2 and 3 are essentially the same idea: Build a new instance and transport the data between the instances in a higher-level, compatible format.

pg_upgrade is more interesting. What pg_upgrade does is:

Take a dump (using pg_dump) of the schema of the old database, and restore that to the new database. (Actually separately for each database in the instance, and in combination with pg_dumpall, but that’s not important here.)
Copy the data files directly from the old instance to the new instance.

So the data files, which contain the table and index data, are actually compatible between major versions. They have been for a long time, ever since pg_upgrade was introduced.

How that is managed depends on what is in those files. For example, btree has a straightforward versioning mechanism:

#define BTREE_VERSION   4       /* current version number */
#define BTREE_MIN_VERSION   2   /* minimum supported version */

heap is more complicated, it just has to maintain compatibility with whatever old versions might have stored. But in any case, this works.

What’s not compatible is the way the schema (the data definitions, the metadata for tables etc.) is stored. This is what pg_upgrade has to deal with.

So then why is the schema storage incompatible between major versions?

The schema data of a PostgreSQL database is stored in so-called system catalogs, which are themselves just tables. For bootstrapping reasons, and also some efficiency reasons, the structure of these system catalogs is hardcoded in the server. For example, when the system wants to know the name of a column, it loads the pg_attribute row, and it knows at what offset the attname field with the column name begins. This has to be hardcoded, because, well, you can’t query pg_attribute to find out information about pg_attribute.

Whenever a new feature is implemented that needs to store some information in the system catalogs, this hardcoded knowledge becomes incorrect. For example, in PostgreSQL 17, subscriptions got a new failover flag. This failover flag needs to be stored somewhere. It is stored in the subfailover field of the pg_subscription catalog.
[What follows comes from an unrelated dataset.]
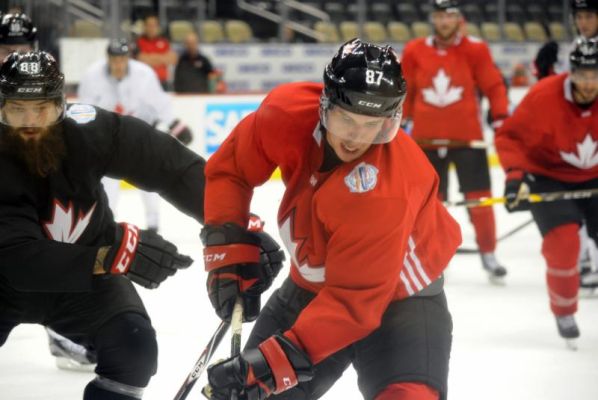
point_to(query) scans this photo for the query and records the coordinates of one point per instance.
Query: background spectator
(194, 70)
(154, 49)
Because of that, the hardcoded size of the pg_subscription rows changes, and the offset of some fields after the new subfailover field changes. (For additional complicated reasons, you can’t just add all new fields to the end.)

There would appear to be an obvious solution for this: The server source code just has to have conditional code for old catalog layouts. But this code is very widespread, a rough estimate shows more than a thousand instances. So making this happen would be a massive effort and require significant ongoing maintenance. So I think before this could happen, some new ideas would be required for how to first refactor some of that.

The other problem is that this still wouldn’t provide a way to upgrade the system catalogs to the new layout. If you upgraded to PostgreSQL 17 and wanted to create a failover subscription, you couldn’t, because the catalogs would still be in the old format. And then you would still need to upgrade those somehow, and you’d need tooling to manage all of that.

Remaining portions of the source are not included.